Supplementary Information
The online version contains supplementary material available at 10.1186/s12987-023-00468-7.
Keywords: Blood-brain barrier, Drug delivery, MRI, DCM, Pulsed electrical fields, Brain tumor
Introduction
Pharmacological treatment of brain tumors, either primary or secondary (metastatic), is limited due to the presence of the blood-brain barrier (BBB). The BBB helps to maintain brain homeostasis by limiting the trafficking of potential harmful compounds. In order for chemotherapy to be effective, it must cross the BBB in therapeutic doses. Although sometimes disrupted to some extent, the BBB is mainly intact in metastases and in localized parts of large tumors, thus hampering the ability of chemotherapy to effectively reach the cancerous cells [1].
Doxorubicin (Doxo), an anthracycline antibiotic, is among the most widely used anticancer agents. It inhibits the growth of many cancerous cells, including glioblastoma and breast cancer cell lines [2]. Despite significant antitumor effects in vitro, Doxo’s efficacy in brain tumors in vivo is limited by the BBB, as the presence of the efflux pump P-glycoprotein, expressed on brain endothelial cells, restricts Doxo entry into the brain [3, 4].
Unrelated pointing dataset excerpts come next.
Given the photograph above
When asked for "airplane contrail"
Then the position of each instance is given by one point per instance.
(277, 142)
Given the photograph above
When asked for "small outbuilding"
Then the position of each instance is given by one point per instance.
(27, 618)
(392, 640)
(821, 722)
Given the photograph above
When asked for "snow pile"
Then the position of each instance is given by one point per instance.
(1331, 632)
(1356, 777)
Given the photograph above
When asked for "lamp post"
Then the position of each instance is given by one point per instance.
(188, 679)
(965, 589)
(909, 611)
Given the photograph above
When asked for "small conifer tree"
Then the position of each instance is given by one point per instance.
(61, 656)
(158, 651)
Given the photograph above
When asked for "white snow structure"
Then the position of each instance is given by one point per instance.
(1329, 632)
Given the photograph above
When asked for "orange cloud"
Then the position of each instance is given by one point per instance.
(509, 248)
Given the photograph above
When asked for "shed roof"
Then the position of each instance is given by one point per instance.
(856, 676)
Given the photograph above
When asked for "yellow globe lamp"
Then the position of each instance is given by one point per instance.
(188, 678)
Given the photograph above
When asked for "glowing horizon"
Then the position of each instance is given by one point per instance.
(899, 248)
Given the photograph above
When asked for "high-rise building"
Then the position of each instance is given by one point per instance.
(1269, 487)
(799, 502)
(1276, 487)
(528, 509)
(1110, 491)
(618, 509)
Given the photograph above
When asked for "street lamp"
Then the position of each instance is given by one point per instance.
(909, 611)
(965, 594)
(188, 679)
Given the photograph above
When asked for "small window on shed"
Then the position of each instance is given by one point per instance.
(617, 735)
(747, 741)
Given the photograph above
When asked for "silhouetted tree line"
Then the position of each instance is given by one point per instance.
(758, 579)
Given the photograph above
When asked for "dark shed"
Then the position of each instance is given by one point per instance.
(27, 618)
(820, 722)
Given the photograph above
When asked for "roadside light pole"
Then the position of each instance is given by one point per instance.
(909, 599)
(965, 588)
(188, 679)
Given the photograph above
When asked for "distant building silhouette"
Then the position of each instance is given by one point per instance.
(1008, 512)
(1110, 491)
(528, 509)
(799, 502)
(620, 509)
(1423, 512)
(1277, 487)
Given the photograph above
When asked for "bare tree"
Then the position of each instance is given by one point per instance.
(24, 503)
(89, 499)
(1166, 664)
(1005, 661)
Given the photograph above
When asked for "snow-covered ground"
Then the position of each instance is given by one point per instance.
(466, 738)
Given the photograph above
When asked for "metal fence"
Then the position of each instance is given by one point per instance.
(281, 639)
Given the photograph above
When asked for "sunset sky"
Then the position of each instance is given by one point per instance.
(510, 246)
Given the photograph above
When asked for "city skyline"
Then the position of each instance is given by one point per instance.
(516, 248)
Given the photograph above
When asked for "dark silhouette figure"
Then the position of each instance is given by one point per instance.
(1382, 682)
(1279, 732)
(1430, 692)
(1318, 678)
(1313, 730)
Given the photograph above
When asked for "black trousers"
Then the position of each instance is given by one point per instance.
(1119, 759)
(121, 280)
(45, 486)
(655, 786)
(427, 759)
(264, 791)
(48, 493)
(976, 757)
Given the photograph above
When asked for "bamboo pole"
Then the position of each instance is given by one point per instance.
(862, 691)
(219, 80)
There are several methods to increase the concentration of Doxo in the brain or brain tumors. Using carriers such as liposomes or nanoparticles has shown some promise in animal studies [5], but the benefits for patients is still questionable. For example, in a phase 2 clinical trial from 2011, where patients with recurrent Glioblastome Multiforma (GBM) were treated with temozolomide and pegylated liposomal Doxo, the treatment group had no significant benefit over standard treatment [6]. In a recent clinical study [7] patients with recurrent GBM were treated with epidermal growth factor receptor (EGFR)-targeted immunoliposomes loaded with Doxo. Cerebrospinal fluid samples acquired from these patients showed no or negligible levels of Doxo, suggesting that Doxo did not cross the BBB. Doxo has shown some efficacy against brain tumors when administered directly into the tumor [8], however direct administration usually results in localized delivery, and may be less suitable for large, infiltrative tumors or for multiple metastases [9].
Opening the BBB in a controlled manner to increase drug concentration in the brain is a promising possibility. Localized minimal-invasive or invasive approaches include laser interstitial thermotherapy [10] and electroporation (EP, high intensity pulsed electric fields creating temporary pores in cells membranes which may increase the concentration of drugs in the cells or result in cell death) [11–13]. Non-invasive methods include hyperosmotic therapy [14], MRI-guided focused-ultrasound (MRgFUS) [15, 16] and low pulsed electric fields (L-PEFs) [17, 18]. We have previously demonstrated that L-PEFs, well below the threshold for EP, can transiently open the BBB [17, 18] in a dose dependent manner. We have further demonstrated that L-PEFs-induced BBB opening (BBBo) can be achieved using plate electrodes pressed against the intact skull of mice, suggesting this treatment has the potential to be non-invasive. BBBo was demonstrated by significant accumulation of Evans Blue dye in brain tissues and by delayed-contrast MRI (DCM), a method based on calculating the change in the signal of contrast-enhanced (Gadolinum-DPTA, Gd) T1-wighted MRI (T1-MRI) over time. Since the BBB mostly blocks Gd-based contrast agents from penetrating the brain, the DCM method is a sensitive, non-invasive and reliable method to depict BBBo that is characterized by slow Gd accumulation in the tissue.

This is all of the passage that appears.